At the PX, all eight of us collected our month’s supply of liquor and wine. I picked up Early Times whiskey and some Italian wine. Then, while the others paged through mail-order catalogs and perused the floor merchandise, I decided to take a walk by myself outside on the street. Perhaps, I thought, the people would greet me if I was alone and on foot.

It took but a block of walking to realize that only the hawkers would address me, and they only in an attempt to get at my money.

“GI, buy naked virgin very cheap?” a young male peddler called to me from behind his little table on the sidewalk as I stepped past. I glanced at the statues of nude maidens he had stacked before him and shook my head.

“No, thank you,” I pronounced over my left shoulder while accidentally bumping into someone with my right arm. I turned back to apologize, but no one acknowledged the slight collision. No one looked at me; everyone just kept walking.

Continuing my journey, I traveled a couple more blocks as an insignificant part of a maze of pedestrians.

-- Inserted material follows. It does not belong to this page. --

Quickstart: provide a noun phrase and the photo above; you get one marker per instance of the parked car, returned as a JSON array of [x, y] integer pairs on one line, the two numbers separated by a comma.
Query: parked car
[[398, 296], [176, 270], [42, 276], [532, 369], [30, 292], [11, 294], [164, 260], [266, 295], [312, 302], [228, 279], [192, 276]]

I walked past the peddlers and their wares: the hanging parrot cages, ceramic elephants, cheap jewelry, watches, seashells, and Chinese herbs.

An old woman shoved a tin cup under my nose and begged, “Please?” I reached into my pants pocket and pulled out a ten-piaster coin, which I dropped into her cup. She smiled at me, revealing broken teeth. The teeth were stained reddish brown, which was common among the Vietnamese who chewed betel nut.

There! I thought. I had gotten a smile. Of course, I had paid for it, but what the hell.

I decided to walk back to the PX on the opposite side of the street, so as I reached the next intersection, I started across the roadway. I dodged a boy on a bicycle and moved around a slow-moving old man wearing a black Chinese Mandarin robe. While passing the man, I looked at him out of the corner of my eye. He had a yellow, wrinkled face with a long, thin, white goatee. His eyes were bloodshot, and overall he looked sickly.

Not wanting to stare and thereby give insult to the fellow, I looked away and kept walking. But after a few steps, I heard a “thud” behind me. I took a peek over my shoulder and saw that the old man had collapsed onto the street. The sight caused me to stop in my tracks.

I tried to move back toward the stricken man, but the steady stream of people walking by bumped into me and pushed me back. I couldn’t believe it. Everyone was ignoring the crumpled body, walking around it and even showing some displeasure at the inconvenience. One man stepped right over the top of his fallen countryman without so much as a break in his stride. Seeing that, I spun around and went with the flow until I found a place where I could watch from afar.

What I saw was baffling. The old man received no attention or assistance. Perhaps he was dead. In that case, it appeared to me that he’d lie there until some street sweeper scooped him up later in the day. Until then, the only interested party may be a party of flies. Under the
strange circumstances, I chose to protect myself from a possible sticky situation and walked back to the PX.